There's Got to Be a Morning-After Pill For 17 Year-Olds
A lawsuit has partially reversed a Bush admin edict restricting over-the-counter sales of the "morning-after" pills to women under the age of 18 years.
The Food and Drug Administration said Wednesday it would accept, not appeal, a federal judge's order that lifts Bush administration restrictions limiting over-the-counter sales of "Plan B" to women 18 and older. U.S. District Judge Edward Korman ruled last month in a lawsuit filed in New York that President George W. Bush's appointees let politics, not science, drive their decision to restrict over-the-counter access.
Women's groups said the FDA's action was long overdue, since the agency's own medical reviewers had initially recommended that the contraceptive be made available without any age restrictions….
Conservatives said politics drove the decision.
Well, duh. Politics is known to drive a lot of decisions in the er, political realm, including the Bush administration's original decision to keep the bill away from people who might have use for it:
In 2003, a panel of outside advisers voted 23-4 to recommend over-the-counter sales without age restrictions. But top FDA officials told their subordinates that no approval could be issued at the time, and the decision would be made at a higher level. That's considered highly unusual, since the FDA usually has the last word on drug decisions.
The Bush folks originally didn't want to let anyone get the drug without a prescription and then eventually decided on a behind-the-counter scenario for those 18 and over.
Random thoughts about letting the contraceptive known as Plan B more available: First, though it's often confused with RU-486, a.k.a. "the abortion pill," it is a contraceptive, not an abortifacient; it's essentially a super-duper birth-control pill that works by stopping ovulation or fertilization. So it doesn't raise the same questions as abortion does.
Second, there appears to be virtually no connection between access to Plan B and increased sexual activity (that's one of the fears of conservatives).
Third, while the Plan B fooferaw has generally (and accurately) been seen as a case where conservatives have stood in the way of standard medical and scientific approval processes, liberals would do well to note the FDA's role in all of this. That is, when you give a government agency monopoly control over the drug-approval process, you're not only going to get highly politicized science and medicine, you're going to get highly politicized science and medicine that might just go against what you want. The FDA is an agency whose very mission of protecting Americans is highly dubious as a general proposition and whose actions often clearly work against the interests of sick people.

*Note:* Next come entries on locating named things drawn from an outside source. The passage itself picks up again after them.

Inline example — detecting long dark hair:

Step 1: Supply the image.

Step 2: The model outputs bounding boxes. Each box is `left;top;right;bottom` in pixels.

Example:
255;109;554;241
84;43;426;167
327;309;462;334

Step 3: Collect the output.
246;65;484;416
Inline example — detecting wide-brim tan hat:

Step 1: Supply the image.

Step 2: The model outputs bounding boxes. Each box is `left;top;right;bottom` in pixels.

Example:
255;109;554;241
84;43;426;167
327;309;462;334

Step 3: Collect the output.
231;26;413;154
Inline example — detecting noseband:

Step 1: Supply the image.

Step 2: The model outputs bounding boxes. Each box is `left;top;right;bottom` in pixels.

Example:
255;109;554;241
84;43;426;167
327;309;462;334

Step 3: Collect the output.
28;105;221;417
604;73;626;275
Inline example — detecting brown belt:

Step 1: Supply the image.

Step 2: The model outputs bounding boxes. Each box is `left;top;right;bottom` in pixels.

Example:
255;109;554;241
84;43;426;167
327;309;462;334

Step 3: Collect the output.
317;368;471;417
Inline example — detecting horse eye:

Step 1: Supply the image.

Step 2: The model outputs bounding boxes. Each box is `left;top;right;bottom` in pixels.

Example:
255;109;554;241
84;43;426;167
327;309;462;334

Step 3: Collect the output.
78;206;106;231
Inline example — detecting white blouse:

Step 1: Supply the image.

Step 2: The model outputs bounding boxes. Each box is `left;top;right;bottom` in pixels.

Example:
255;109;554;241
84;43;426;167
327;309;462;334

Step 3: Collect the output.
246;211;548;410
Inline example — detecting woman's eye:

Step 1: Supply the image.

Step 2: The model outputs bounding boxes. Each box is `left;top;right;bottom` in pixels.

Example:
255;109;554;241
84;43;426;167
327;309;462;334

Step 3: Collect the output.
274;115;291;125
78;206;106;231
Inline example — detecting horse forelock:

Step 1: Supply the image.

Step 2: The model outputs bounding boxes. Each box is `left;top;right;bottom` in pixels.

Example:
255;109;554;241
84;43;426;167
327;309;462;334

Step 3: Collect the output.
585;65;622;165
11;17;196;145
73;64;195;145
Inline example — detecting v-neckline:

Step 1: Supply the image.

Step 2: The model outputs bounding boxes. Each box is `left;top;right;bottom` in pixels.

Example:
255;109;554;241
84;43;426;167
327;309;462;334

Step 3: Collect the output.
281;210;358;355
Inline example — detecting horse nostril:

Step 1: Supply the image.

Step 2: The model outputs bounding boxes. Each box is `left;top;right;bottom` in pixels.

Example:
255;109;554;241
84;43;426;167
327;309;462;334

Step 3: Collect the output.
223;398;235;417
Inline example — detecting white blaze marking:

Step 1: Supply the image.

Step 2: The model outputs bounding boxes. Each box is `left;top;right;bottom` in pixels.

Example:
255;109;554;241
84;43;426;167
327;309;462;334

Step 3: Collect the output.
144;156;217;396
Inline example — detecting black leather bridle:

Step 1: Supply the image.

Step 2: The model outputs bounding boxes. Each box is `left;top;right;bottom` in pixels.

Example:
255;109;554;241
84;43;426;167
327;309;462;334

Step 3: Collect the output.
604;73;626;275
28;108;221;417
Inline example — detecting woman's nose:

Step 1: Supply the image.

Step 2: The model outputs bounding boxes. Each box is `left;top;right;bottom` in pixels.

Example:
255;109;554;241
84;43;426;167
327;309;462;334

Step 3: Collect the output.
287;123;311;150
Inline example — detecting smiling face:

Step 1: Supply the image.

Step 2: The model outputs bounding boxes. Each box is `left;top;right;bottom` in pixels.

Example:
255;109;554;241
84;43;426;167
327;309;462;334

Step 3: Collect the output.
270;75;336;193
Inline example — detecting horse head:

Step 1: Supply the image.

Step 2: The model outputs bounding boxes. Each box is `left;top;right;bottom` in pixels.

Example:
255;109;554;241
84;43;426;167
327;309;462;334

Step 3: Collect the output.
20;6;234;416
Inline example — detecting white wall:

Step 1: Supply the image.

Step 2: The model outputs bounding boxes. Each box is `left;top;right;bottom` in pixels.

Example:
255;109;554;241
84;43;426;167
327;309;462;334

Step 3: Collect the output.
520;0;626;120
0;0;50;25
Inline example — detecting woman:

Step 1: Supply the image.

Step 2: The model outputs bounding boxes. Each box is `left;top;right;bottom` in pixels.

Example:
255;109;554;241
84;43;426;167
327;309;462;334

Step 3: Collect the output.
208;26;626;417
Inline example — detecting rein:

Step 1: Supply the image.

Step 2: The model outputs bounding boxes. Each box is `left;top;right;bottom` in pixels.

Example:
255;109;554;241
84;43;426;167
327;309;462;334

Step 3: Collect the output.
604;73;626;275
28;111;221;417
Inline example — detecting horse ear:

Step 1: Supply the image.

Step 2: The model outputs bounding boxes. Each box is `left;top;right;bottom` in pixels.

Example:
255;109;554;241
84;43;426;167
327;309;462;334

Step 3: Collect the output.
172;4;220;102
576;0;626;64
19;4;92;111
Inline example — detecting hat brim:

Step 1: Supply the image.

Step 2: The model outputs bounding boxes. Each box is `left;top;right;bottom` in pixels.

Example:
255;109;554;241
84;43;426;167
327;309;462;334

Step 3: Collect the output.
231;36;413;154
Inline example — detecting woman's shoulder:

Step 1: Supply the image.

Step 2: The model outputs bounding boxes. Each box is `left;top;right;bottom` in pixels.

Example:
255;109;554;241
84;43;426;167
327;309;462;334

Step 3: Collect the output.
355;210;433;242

President Obama has already shown a tremendous deficit of vision when it comes to budget-cutting, transportation policy, and energy policy. Here's hoping that when he turns his laser-like ability to resurrect failed ideas from the past with regard to medicine, he actually does something different and allows more methods of testing and providing drugs, not fewer. But don't count on it.
Update: Here's The Onion in 2007 on Plan C, a pill that re-impregnates guilt-ridden women.
matthew h writes below:
I reject the science versus politics dichotomy. Neither decision is more "scientific." Questions of drug availability via a regulation is a policy ie sociopolitical values question, always. It's not like scientists in white lab coats in a government agency are some new neutral science clergy, giving apolitical decisions of true right and wrong. My general policy is to err in favor favor greater availability of drugs for individual choice (I do get the abortifacient distinctions). But it's not more "scientific" of me or FDA to do so. I just have better politics/policy.
I agree and was not implying that science (or even science!) can solve (m)any policy issues. I should have written above that when the state has a monopoly over the drug-approval process, you not only get highly politicized sciece but highly scientized politics, which might even be worse given the inevitable pretense to absolute knowledge. Recommended reading on that topic: Hayek's The Counter-revolution of Science: Studies on the abuse of reason.